Sinon, tu aimes le cinéma ?

Je suis surtout accroc aux séries.

Ta série favorite?

Difficile de choisir, j’en ai tellement vu ces dix dernières années. Mais je dirai que Game Of Thrones est la série qui m’a le plus marqué.

As-tu aimé la saison 4 de la Casa de Papel ?

Le scénario est bien fait. Malheureusement, la série est trop courte. Je suis resté sur ma faim. Vivement la saison 5.

Ton acteur et actrice préférés ?

Sans conteste Jason Statham. Il est très fort. Par contre, je n’ai pas de préférence pour  telle ou telle actrice. Peut-être parce que j’aime plus les films d’action.

Ton genre musical ?

J’aime le chaâbi, particulièrement Amar Ezzahi. Une légende, que Dieu ait son âme.

Quels sont les joueurs qui t’ont fait aimer plus le foot ?

Ronaldo, le Brésilien alias El Fenomeno et bien sûr Messi. Dommage pour Ronaldo, il aurait eu une plus grande carrière s’il n’avait été épargné par les blessures.

Tu préfères donc Messi à Cristiano Ronaldo…

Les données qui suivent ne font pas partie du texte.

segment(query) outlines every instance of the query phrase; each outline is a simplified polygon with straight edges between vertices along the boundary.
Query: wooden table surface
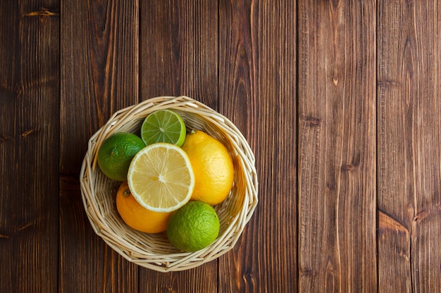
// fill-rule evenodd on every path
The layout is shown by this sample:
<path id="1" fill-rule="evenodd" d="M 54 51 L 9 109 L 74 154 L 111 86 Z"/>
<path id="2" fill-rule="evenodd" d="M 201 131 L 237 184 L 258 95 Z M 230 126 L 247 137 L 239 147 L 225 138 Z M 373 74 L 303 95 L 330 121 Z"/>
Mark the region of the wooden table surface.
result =
<path id="1" fill-rule="evenodd" d="M 437 1 L 6 0 L 0 292 L 441 292 Z M 117 110 L 186 95 L 256 156 L 234 249 L 139 267 L 93 231 L 79 174 Z"/>

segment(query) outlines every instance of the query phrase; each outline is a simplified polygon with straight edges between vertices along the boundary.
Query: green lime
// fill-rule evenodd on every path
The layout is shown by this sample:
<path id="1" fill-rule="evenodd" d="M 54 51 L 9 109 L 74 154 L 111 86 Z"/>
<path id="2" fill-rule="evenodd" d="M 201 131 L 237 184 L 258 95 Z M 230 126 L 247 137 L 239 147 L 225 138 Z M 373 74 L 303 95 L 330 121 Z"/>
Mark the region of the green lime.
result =
<path id="1" fill-rule="evenodd" d="M 166 109 L 150 113 L 141 126 L 141 138 L 146 145 L 168 143 L 180 147 L 185 141 L 185 124 L 182 118 Z"/>
<path id="2" fill-rule="evenodd" d="M 125 181 L 132 159 L 145 147 L 142 140 L 129 132 L 111 135 L 98 150 L 98 164 L 103 173 L 116 181 Z"/>
<path id="3" fill-rule="evenodd" d="M 178 249 L 195 252 L 206 247 L 217 238 L 220 226 L 218 214 L 211 205 L 191 201 L 172 213 L 167 226 L 167 237 Z"/>

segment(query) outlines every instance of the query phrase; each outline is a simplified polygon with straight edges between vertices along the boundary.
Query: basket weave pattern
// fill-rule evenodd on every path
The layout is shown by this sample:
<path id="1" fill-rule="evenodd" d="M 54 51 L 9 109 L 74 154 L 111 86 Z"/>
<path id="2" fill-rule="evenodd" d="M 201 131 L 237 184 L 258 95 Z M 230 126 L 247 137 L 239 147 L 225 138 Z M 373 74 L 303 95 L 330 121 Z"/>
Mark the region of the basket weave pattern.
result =
<path id="1" fill-rule="evenodd" d="M 139 135 L 144 119 L 161 109 L 178 113 L 187 129 L 204 131 L 221 141 L 233 159 L 232 190 L 224 202 L 214 207 L 220 221 L 219 236 L 211 245 L 195 252 L 178 250 L 165 233 L 147 234 L 128 227 L 116 211 L 119 183 L 108 178 L 97 162 L 98 150 L 107 137 L 123 131 Z M 254 156 L 242 134 L 224 116 L 186 96 L 154 98 L 116 112 L 90 138 L 80 181 L 85 209 L 95 233 L 128 261 L 160 272 L 192 268 L 232 249 L 258 202 Z"/>

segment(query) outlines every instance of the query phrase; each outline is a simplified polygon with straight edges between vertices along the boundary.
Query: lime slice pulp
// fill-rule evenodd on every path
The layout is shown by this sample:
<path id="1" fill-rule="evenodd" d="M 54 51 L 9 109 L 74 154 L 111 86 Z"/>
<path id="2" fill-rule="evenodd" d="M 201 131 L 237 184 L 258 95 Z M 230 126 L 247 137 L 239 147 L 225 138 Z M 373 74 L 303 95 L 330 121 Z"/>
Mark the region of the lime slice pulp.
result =
<path id="1" fill-rule="evenodd" d="M 150 113 L 141 126 L 141 138 L 147 145 L 168 143 L 182 145 L 185 141 L 185 124 L 176 112 L 164 109 Z"/>

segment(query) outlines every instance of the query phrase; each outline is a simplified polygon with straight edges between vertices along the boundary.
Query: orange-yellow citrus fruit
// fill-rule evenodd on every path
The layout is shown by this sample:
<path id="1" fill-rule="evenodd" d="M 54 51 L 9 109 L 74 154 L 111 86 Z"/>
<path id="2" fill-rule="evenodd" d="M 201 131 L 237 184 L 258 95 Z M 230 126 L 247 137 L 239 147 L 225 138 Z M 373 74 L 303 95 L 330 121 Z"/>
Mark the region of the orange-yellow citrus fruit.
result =
<path id="1" fill-rule="evenodd" d="M 171 212 L 159 213 L 143 207 L 133 197 L 127 181 L 116 193 L 116 209 L 124 222 L 131 228 L 147 233 L 163 232 Z"/>
<path id="2" fill-rule="evenodd" d="M 234 167 L 227 148 L 217 139 L 201 131 L 187 135 L 182 146 L 194 172 L 192 200 L 215 205 L 230 194 L 234 181 Z"/>

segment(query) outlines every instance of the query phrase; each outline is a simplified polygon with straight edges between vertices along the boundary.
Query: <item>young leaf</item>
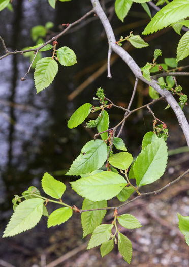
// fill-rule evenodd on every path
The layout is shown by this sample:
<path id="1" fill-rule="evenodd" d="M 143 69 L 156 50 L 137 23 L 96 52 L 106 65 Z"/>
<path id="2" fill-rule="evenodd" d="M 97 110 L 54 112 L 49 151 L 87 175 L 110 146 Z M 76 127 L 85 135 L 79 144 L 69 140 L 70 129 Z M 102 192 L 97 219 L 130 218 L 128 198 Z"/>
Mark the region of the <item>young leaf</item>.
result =
<path id="1" fill-rule="evenodd" d="M 48 219 L 48 228 L 64 223 L 70 219 L 72 214 L 72 210 L 69 207 L 60 207 L 55 210 L 50 214 Z"/>
<path id="2" fill-rule="evenodd" d="M 130 240 L 121 233 L 118 235 L 118 250 L 123 259 L 129 264 L 132 257 L 132 245 Z"/>
<path id="3" fill-rule="evenodd" d="M 54 80 L 58 70 L 57 63 L 51 57 L 44 57 L 37 62 L 34 72 L 37 93 L 50 85 Z"/>
<path id="4" fill-rule="evenodd" d="M 101 246 L 101 254 L 103 258 L 106 255 L 109 253 L 113 249 L 114 242 L 113 239 L 111 239 L 108 241 L 104 242 Z"/>
<path id="5" fill-rule="evenodd" d="M 182 233 L 184 234 L 186 242 L 189 246 L 189 216 L 182 216 L 178 213 L 178 227 Z"/>
<path id="6" fill-rule="evenodd" d="M 129 197 L 134 192 L 135 192 L 135 189 L 130 186 L 129 187 L 124 187 L 116 197 L 119 199 L 120 201 L 124 202 L 128 199 Z"/>
<path id="7" fill-rule="evenodd" d="M 149 46 L 149 44 L 146 43 L 139 35 L 132 35 L 128 39 L 128 41 L 136 48 L 142 48 Z"/>
<path id="8" fill-rule="evenodd" d="M 48 0 L 49 4 L 51 6 L 52 8 L 55 8 L 56 0 Z"/>
<path id="9" fill-rule="evenodd" d="M 163 137 L 142 151 L 133 167 L 137 186 L 151 184 L 162 176 L 166 167 L 167 155 L 167 146 Z"/>
<path id="10" fill-rule="evenodd" d="M 189 8 L 189 4 L 188 4 Z M 182 36 L 178 43 L 176 61 L 183 60 L 189 55 L 189 31 Z"/>
<path id="11" fill-rule="evenodd" d="M 66 175 L 80 175 L 101 168 L 107 157 L 106 144 L 102 140 L 92 140 L 82 149 Z"/>
<path id="12" fill-rule="evenodd" d="M 149 95 L 153 99 L 158 99 L 159 98 L 159 95 L 157 91 L 151 86 L 149 87 Z"/>
<path id="13" fill-rule="evenodd" d="M 44 201 L 32 198 L 21 202 L 12 215 L 3 237 L 13 236 L 34 227 L 42 216 Z"/>
<path id="14" fill-rule="evenodd" d="M 0 0 L 0 11 L 4 9 L 9 4 L 10 0 Z"/>
<path id="15" fill-rule="evenodd" d="M 188 16 L 188 0 L 174 0 L 155 14 L 142 34 L 157 32 L 181 19 L 187 18 Z"/>
<path id="16" fill-rule="evenodd" d="M 70 183 L 79 195 L 92 201 L 108 200 L 116 196 L 127 184 L 124 178 L 112 171 L 103 171 Z"/>
<path id="17" fill-rule="evenodd" d="M 142 76 L 148 81 L 151 81 L 149 70 L 151 68 L 150 64 L 147 64 L 144 67 L 142 68 Z"/>
<path id="18" fill-rule="evenodd" d="M 121 170 L 126 170 L 133 161 L 132 155 L 129 152 L 120 152 L 109 157 L 108 161 L 114 167 Z"/>
<path id="19" fill-rule="evenodd" d="M 119 138 L 119 137 L 114 137 L 113 138 L 113 143 L 117 149 L 127 151 L 125 145 L 122 139 Z"/>
<path id="20" fill-rule="evenodd" d="M 132 0 L 116 0 L 115 3 L 115 13 L 122 22 L 131 8 L 132 3 Z"/>
<path id="21" fill-rule="evenodd" d="M 176 58 L 171 57 L 170 58 L 164 58 L 165 63 L 171 67 L 171 68 L 176 68 L 178 66 L 178 63 L 176 62 Z"/>
<path id="22" fill-rule="evenodd" d="M 97 129 L 99 133 L 106 131 L 108 129 L 109 126 L 109 116 L 108 113 L 106 110 L 103 110 L 102 112 L 101 117 L 100 118 L 97 125 Z M 108 133 L 106 132 L 101 134 L 101 137 L 102 140 L 106 140 L 108 138 Z"/>
<path id="23" fill-rule="evenodd" d="M 61 198 L 66 188 L 63 183 L 56 180 L 47 172 L 44 174 L 41 184 L 43 189 L 47 195 L 57 199 Z"/>
<path id="24" fill-rule="evenodd" d="M 127 229 L 135 229 L 142 227 L 139 221 L 131 214 L 122 214 L 117 217 L 117 220 L 120 224 Z"/>
<path id="25" fill-rule="evenodd" d="M 91 209 L 100 209 L 107 207 L 107 202 L 106 200 L 102 201 L 91 201 L 89 199 L 84 200 L 82 210 L 90 210 Z M 81 214 L 81 223 L 83 230 L 83 238 L 87 234 L 91 233 L 94 229 L 100 225 L 102 219 L 106 213 L 106 210 L 92 211 L 82 212 Z"/>
<path id="26" fill-rule="evenodd" d="M 68 127 L 72 129 L 81 124 L 90 114 L 92 106 L 87 103 L 77 109 L 68 122 Z"/>
<path id="27" fill-rule="evenodd" d="M 59 62 L 63 66 L 69 66 L 77 63 L 76 56 L 73 51 L 67 46 L 62 46 L 57 51 Z"/>
<path id="28" fill-rule="evenodd" d="M 111 230 L 113 224 L 101 224 L 97 226 L 92 233 L 87 249 L 90 249 L 94 247 L 108 241 L 111 237 Z"/>
<path id="29" fill-rule="evenodd" d="M 146 133 L 142 140 L 142 150 L 148 145 L 148 144 L 151 144 L 152 142 L 154 142 L 158 139 L 158 136 L 153 132 L 148 132 Z"/>
<path id="30" fill-rule="evenodd" d="M 148 4 L 146 4 L 146 3 L 141 3 L 141 5 L 142 5 L 142 7 L 143 8 L 144 10 L 146 11 L 147 14 L 148 15 L 148 16 L 151 19 L 152 16 L 151 16 L 151 11 L 150 11 L 150 9 L 149 8 Z"/>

J’aime bien aussi Cristiano Ronaldo qui est un très très grand joueur, sans doute l’un des meilleurs joueurs de l’histoire. C’est une vraie machine. Il a travaillé dur pour atteindre ce niveau. Mais Messi, c’est le top des tops, le meilleur même de l’histoire. Il fait des choses incroyables que personne ne peut faire à sa place. Il a un don divin. Je côtoie le haut niveau et crois moi, toutes les équipes se donnent à 200 % sur le terrain. On ne te fait pas de cadeau. Et cela n’empêche pas, ces deux monstres à rester performants depuis 15 ans. C’est inhumain ce qu’ils font.

Un stade dans lequel tu aimerais bien jouer un jour ?

Le Santiago Bernabeu. J’aimais pourtant le Barça durant mon enfance, mais ce stade m’a toujours fasciné. Il est mythique.

Comptes-tu finir ta carrière en Algérie ?

Honnêtement, ce n’est pas du tout dans mes projets, même s’il ne faut jamais dire jamais. En tout cas, si cela arrivera un jour, ce sera au CRB, parce que c’est un club que j’aime beaucoup et qui m’a permis de m’épanouir. D’ailleurs, cela m’arrive encore de regarder les matchs du Chabab quand j’ai l’occasion. Je suis toujours heureux quand mon ancien club gagne, surtout lors des deux dernières finales de la Coupe d’Algérie qu’il a jouées (NDLR : 2017 et 2019). J’espère que le CRB remportera cette année le championnat.

Islam, ce fut un plaisir de t’avoir interviewé. As-tu quelque chose à rajouter en guise de conclusion ?

Le plaisir est partagé. J’aimerai lancer un appel à mes chers compatriotes pour qu’ils fassent plus attention à cette pandémie du Covid-19 et de protéger leurs familles. Je leur souhaite un bon Ramadan ainsi qu’une bonne fête de l’Aïd.